Because clopidogrel inhibits the P2Y12 ADP receptor on platelets 28 and because the use of clopidogrel significantly reduces post-CEA embolization, 4 we expected that the clopidogrel group might not exhibit an increase in platelet aggregation in response to heparin. Although the platelet aggregation in patients taking aspirin and clopidogrel was lower at all time points than the aggregation in patients taking only aspirin, the use of clopidogrel was, in fact, associated with a significantly increased platelet aggregation 5 minutes after heparin administration. Adequate studies have demonstrated the clinical efficacy of clopidogrel treatment in addition to aspirin 5 and indicate that the efficacy of clopidogrel to inhibit platelet aggregation is dependent on the individual's preexisting response to ADP and body weight. 27 Because there were no significant differences in body mass index between the aspirin and clopidogrel groups in the current study, the analysis of individual, preoperative, ADP-induced platelet aggregation in our subjects could theoretically reveal a lower ADP response in our study population and thus account for the observed platelet aggregation increase in clopidogrel patients. However, because the complexity of heparin–platelet interaction has not been completely unraveled, other mechanisms could be responsible for a platelet aggregation increase in the presence of clopidogrel.

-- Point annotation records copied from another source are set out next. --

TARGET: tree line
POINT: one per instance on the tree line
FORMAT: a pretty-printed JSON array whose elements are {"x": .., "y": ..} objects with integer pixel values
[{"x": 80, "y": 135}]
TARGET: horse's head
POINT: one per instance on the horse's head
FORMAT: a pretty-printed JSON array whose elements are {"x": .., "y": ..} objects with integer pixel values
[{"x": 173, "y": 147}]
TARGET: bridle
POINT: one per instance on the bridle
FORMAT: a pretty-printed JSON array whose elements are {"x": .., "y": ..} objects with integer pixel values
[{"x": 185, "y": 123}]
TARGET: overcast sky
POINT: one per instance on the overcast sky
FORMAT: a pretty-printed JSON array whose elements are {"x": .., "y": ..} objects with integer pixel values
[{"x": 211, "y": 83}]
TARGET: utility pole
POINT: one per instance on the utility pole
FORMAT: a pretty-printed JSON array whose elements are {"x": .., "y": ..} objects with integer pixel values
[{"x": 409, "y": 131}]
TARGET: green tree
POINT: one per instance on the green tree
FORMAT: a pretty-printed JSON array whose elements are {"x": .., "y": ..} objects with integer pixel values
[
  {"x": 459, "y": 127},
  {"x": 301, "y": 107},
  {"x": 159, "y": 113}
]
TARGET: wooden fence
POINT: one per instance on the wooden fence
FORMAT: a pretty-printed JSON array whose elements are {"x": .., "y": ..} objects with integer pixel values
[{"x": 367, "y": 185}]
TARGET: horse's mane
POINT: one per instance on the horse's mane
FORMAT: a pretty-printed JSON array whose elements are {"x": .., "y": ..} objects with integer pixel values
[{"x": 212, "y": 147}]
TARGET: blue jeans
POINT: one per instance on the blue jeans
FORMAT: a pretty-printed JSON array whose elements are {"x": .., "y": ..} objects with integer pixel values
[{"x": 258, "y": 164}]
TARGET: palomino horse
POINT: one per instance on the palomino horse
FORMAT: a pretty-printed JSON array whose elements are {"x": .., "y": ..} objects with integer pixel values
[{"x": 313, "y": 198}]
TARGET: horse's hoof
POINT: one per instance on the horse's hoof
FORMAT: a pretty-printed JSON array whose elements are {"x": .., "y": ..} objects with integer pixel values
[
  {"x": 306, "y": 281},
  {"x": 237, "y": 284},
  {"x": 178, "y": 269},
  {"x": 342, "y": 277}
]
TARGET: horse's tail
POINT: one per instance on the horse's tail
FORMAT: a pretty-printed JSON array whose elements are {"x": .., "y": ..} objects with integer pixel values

Because of its ability to detect microemboli prior to the occurrence of thromboembolic stroke, TCD monitoring is an effective tool in evaluating perioperative stroke risk during CEA. 5,15 In our study, there was a tendency for patients with a high number of microemboli to have a higher platelet aggregation. In addition, patients in the clopidogrel group showed a significantly lower number of microemboli during CEA. This finding correlates with other reports showing reduced postoperative magnitude of embolization in patients treated with clopidogrel compared with patients receiving placebo 4 during CEA. Because preoperative platelet characteristics have been shown to be highly variable, 29 we investigated whether the platelet aggregation increase correlated with postoperative embolization. However, there was only a weak correlation (r 2 = .26), which does not reach statistical significance.
A transient increase in platelet aggregation during CEA despite the addition of antiplatelet drugs is a reproducible effect. This aggregation increase occurs despite the addition of clopidogrel. It appears not to be mediated by P-selectin or may be partially mediated by P-selectin and does not correlate with the number of microemboli detected postoperatively by TCD monitoring. However, the use of clopidogrel is associated with a lower overall number of microemboli. Together with existing data, our findings suggest that additional studies could identify patients at risk for post-CEA thromboembolic complications by preoperative platelet aggregation assay and allow for preoperative treatment adjustments. The exact relationships between these findings, postoperative microemboli formation, and the risk for thromboembolic complications after CEA remain to be determined.
Footnotes
Acknowledgments
We thank O. Yasar for aggregation assays and data collection, M. van der Mee for TCD measurements, and F. Haas and H.D.W.M. van de Pavoordt for critical review of the manuscript.